Если вы видите эту ошибку, возможно, обратный прокси NGINX не настроен на http/2.
Вы можете включить его, просто добавив http2 в директиву listen в блоке server nginx:
listen 443 ssl http2;
listen [::]:443 ssl http2;
Ответ или решение
Настройка BIND9 за NGINX Reverse Proxy с поддержкой DoH (DNS over HTTPS)

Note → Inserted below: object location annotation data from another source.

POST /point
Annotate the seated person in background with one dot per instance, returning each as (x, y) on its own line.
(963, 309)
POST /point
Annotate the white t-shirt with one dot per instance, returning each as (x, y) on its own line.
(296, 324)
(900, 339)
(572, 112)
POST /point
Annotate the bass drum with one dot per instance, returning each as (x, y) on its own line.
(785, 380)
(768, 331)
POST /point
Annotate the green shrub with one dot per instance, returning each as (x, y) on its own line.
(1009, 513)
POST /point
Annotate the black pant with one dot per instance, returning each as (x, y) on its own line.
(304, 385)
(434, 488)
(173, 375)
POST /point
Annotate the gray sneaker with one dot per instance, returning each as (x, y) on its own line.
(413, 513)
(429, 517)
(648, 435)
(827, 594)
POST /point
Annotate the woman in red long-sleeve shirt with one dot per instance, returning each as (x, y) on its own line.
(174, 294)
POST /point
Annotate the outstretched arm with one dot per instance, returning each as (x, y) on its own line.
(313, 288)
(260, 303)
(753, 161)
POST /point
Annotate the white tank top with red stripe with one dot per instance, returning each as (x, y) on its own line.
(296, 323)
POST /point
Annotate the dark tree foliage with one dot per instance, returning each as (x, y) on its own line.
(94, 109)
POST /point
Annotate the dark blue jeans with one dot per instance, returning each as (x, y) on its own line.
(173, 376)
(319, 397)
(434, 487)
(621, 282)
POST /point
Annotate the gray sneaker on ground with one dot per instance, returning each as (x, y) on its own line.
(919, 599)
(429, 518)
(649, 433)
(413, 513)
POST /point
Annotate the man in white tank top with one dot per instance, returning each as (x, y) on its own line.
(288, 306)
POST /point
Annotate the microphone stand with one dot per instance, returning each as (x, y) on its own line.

Ваша задача — настроить BIND9 (DNS-сервер) в контейнере, который будет работать за обратным прокси-сервером NGINX с поддержкой DNS over HTTPS (DoH). Вы столкнулись с проблемами при выполнении запросов, и для их устранения необходимо внимательно проанализировать вашу конфигурацию и внести некоторые изменения.
Проблема
Вы получаете ошибки TLS при попытке выполнить запросы с помощью dig, а также столкнулись с проблемами при использовании curl. Это может быть связано с неправильной настройкой NGINX или BIND9, особенно в отношении поддержки DoH и обработки HTTP/2.
Конфигурация NGINX
Для корректной работы NGINX с DoH, важно убедиться, что он слушает на порту 443 с поддержкой SSL и HTTP/2. Вам необходимо обновить конфигурацию в файле /etc/nginx/conf.d/bind9.conf. Внесите следующие изменения:
server {
listen 80;
listen [::]:80;
server_name $BASE_URL;
return 301 https://$host$request_uri;
}
server {
listen 443 ssl http2; # Добавьте http2
listen [::]:443 ssl http2; # Добавьте http2
server_name $BASE_URL;
ssl_certificate /etc/letsencrypt/live/$BASE_URL/fullchain.pem;
ssl_certificate_key /etc/letsencrypt/live/$BASE_URL/privkey.pem;
location /dns-query { # Уточняем путь для DoH
proxy_pass http://bind9:80; # Измените на нужную конфигурацию
proxy_set_header Host $host;
proxy_set_header X-Forwarded-For $proxy_add_x_forwarded_for;
proxy_set_header Connection $http_connection;
proxy_redirect off;
}
}Обратите внимание, что в блоке location указан путь /dns-query, который по умолчанию используется для DoH. Это путь, который будет ожидать BIND9.
Конфигурация BIND9
Также важно убедиться в том, что BIND9 готов принимать запросы по порту 80 для DoH. Проверьте файл конфигурации /etc/bind/named.conf.options:
options {
directory "/var/cache/bind";
recursion yes;
allow-recursion { any; };
listen-on port 53 { any; };
listen-on-v6 port 53 { any; };
listen-on port 80 tls none http default { any; }; # Убедитесь, что это корректно
listen-on-v6 port 80 tls none http default { any; }; # Убедитесь, что это корректно
dnssec-validation auto;
};Проверьте соединение
После внесения необходимых изменений перезапустите NGINX и BIND9:
docker restart <имя_контейнера_bind9>
service nginx restartЗатем проверьте конфигурацию с помощью dig и curl:
dig +https @BASE_URL gnu.org
curl -i https://$BASE_URL/dns-queryУбедитесь, что запросы обрабатываются корректно и возвращают ответы без ошибок.
Заключение
Ваше решение требует корректной настройки как NGINX, так и BIND9, чтобы обеспечить бесперебойную работу DNS over HTTPS. Убедитесь, что у вас есть все необходимые сертификаты для SSL, и что они корректно настроены в конфигурации NGINX. После внесения всех исправлений и перезапуска сервисов, должно быть возможно успешно выполнять DNS запросы через DoH.
Если, несмотря на эти настройки, проблемы сохраняются, возможно, стоит проверить логи NGINX и BIND9 для выявления дополнительных сведений.